Section Four: April 8, 1928
The narrator of this chapter is William Faulkner himself; therefore, we have an important difference between this chapter and the three previous chapters. The point of view in the previous chapters was third person limited omniscient because the narrators are the characters within the story. In the forth chapter, we have third person omniscient point of view. In this chapter, Miss Quentin steals Jason’s money from his bedroom and she escapes with her lover, the man with the red tie. We do not have flashbacks in this chapter. We are confronted with the events the day after Benjy’s narration. Jason goes for Miss Quentin and her lover for stopping them but the sheriff refuses to help without more substantial evidence of Miss Quentin’s wrong doing. At the end of the chapter, we see Dilsey who calms Benjy and wants to save the family.
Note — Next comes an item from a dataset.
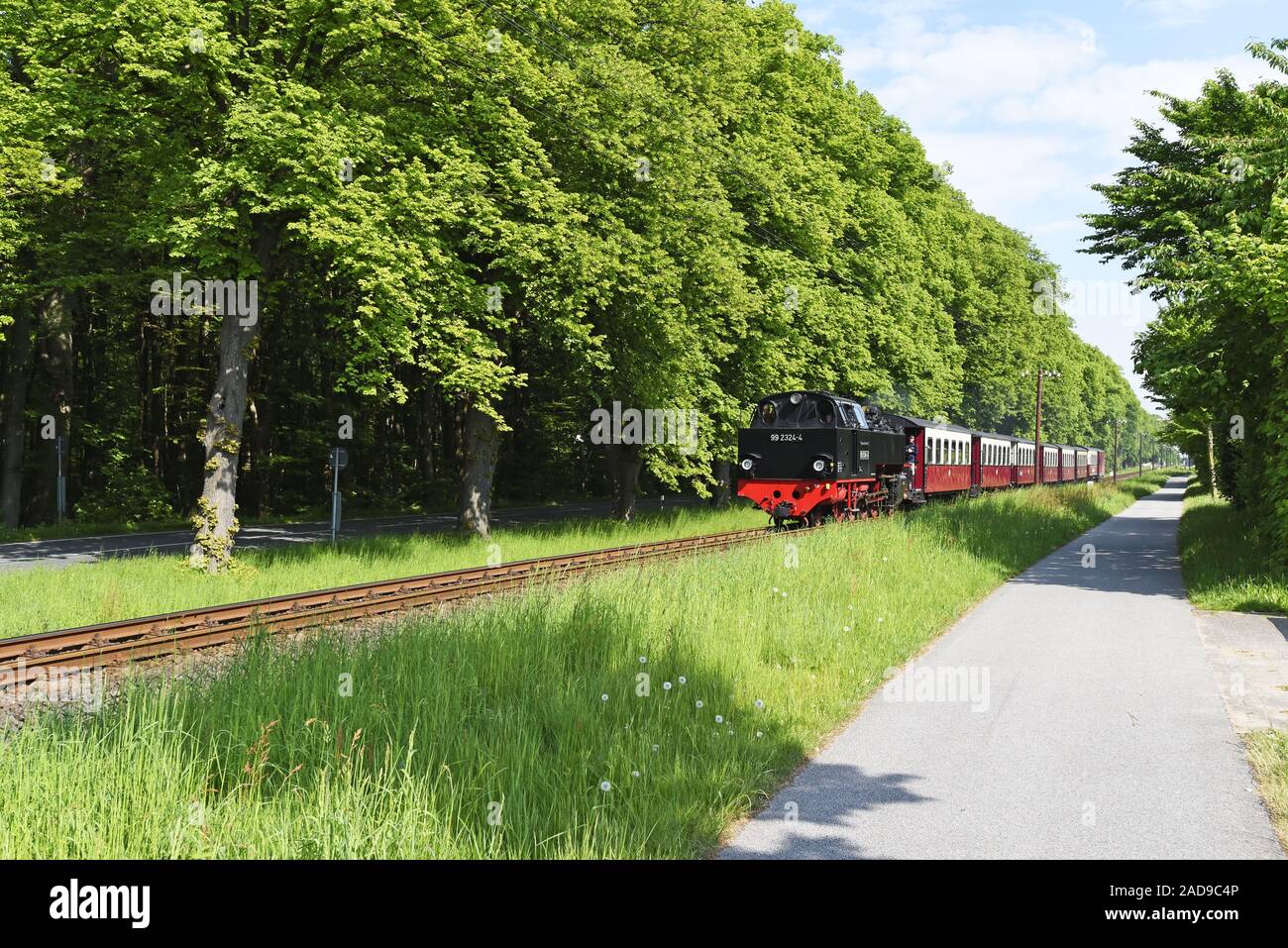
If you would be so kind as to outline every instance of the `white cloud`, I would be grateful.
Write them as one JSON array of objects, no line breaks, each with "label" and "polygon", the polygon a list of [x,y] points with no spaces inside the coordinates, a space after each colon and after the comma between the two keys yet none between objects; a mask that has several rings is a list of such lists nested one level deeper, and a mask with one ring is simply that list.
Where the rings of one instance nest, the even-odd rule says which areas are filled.
[{"label": "white cloud", "polygon": [[1190,26],[1203,22],[1224,0],[1127,0],[1127,5],[1151,13],[1163,26]]},{"label": "white cloud", "polygon": [[[1222,1],[1236,0],[1136,5],[1155,22],[1179,22]],[[844,19],[835,5],[815,9],[832,24],[855,22],[853,5]],[[1078,215],[1103,206],[1091,184],[1112,180],[1130,161],[1122,149],[1135,131],[1133,120],[1162,120],[1150,91],[1193,98],[1220,68],[1244,85],[1264,71],[1242,49],[1170,58],[1171,46],[1158,41],[1146,58],[1136,35],[1121,23],[1097,33],[1064,17],[1018,14],[1023,19],[1014,23],[984,23],[963,22],[957,13],[962,6],[947,14],[942,6],[908,4],[864,9],[878,14],[872,28],[850,35],[832,30],[845,50],[848,77],[908,122],[930,161],[953,165],[953,185],[979,210],[1033,234],[1070,280],[1097,286],[1118,286],[1128,274],[1077,252],[1087,233]],[[1077,322],[1084,339],[1128,363],[1123,367],[1130,371],[1140,317],[1132,326],[1094,316]]]}]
We may expect Caddy to narrate the last section, however, Faulkner narrates this section and he focuses on black people in Compson’s family especially Dilsey. Dilsey is the internal focalizer in this chapter when the story goes forward from her view. We see the ideological and psychological facets of focalization when we are confronted with Dilsey and Luster’s kindness toward the other family members. Sometimes Jason is the focalizer because the story is about his money, so again we have a shift in focalization, multiple focalizers. And the last focalizer is Benjy, the novel closes where it started, we return to the world of order and chaos that exist in Benjy’s mind.
Conclusion
The Sound and the Fury is one of the greatest novels in twentieth century. In this essay, I tried to study this book with the view of the notions of narrator and focalizer. I have traced focalization in these four chapters of the novel to find: who is the narrator? Who is the focalizer? And what are the focalization’s facets? First, I wanted to show who is the narrator of the chapter and what are his characteristics. I have found that we have four different points of view by four different narrators: Benjy, Quentin, Jason and Faulkner himself. Second, I have tried to follow focalizer’s symptoms in these chapters. I have found that we have different or multiple focalizers during the whole novel. By narrating the story from changing the time, we have a shift between focalizers, from one to another. I understood that we have a fixed or major focalizer during these four chapters who is Caddy. Third, I have talked about the psychological, perceptual and ideological facets of focalization. I have found all these facets during the whole novel. By utilizing the notion of focalization which is one of the most important concepts in narratology, we can understand and analyze the text of the novels better. Another benefit is reading the characters, narrators and the concept of time more carefully.
Works Cited:
Abrams, M. H. A Glossary of Literary Terms. Holt, Rinehart and Winston, 1993.
Beckoff, Samuel. The Sound and the Fury Notes. Simon and Schuster, 1973.
Faulkner, William. The Sound and the Fury. Random House, 1946.
Rimmon–Kenan, Shlomith. Narrative Fiction: Contemporary Poetics. Routledge, 1994.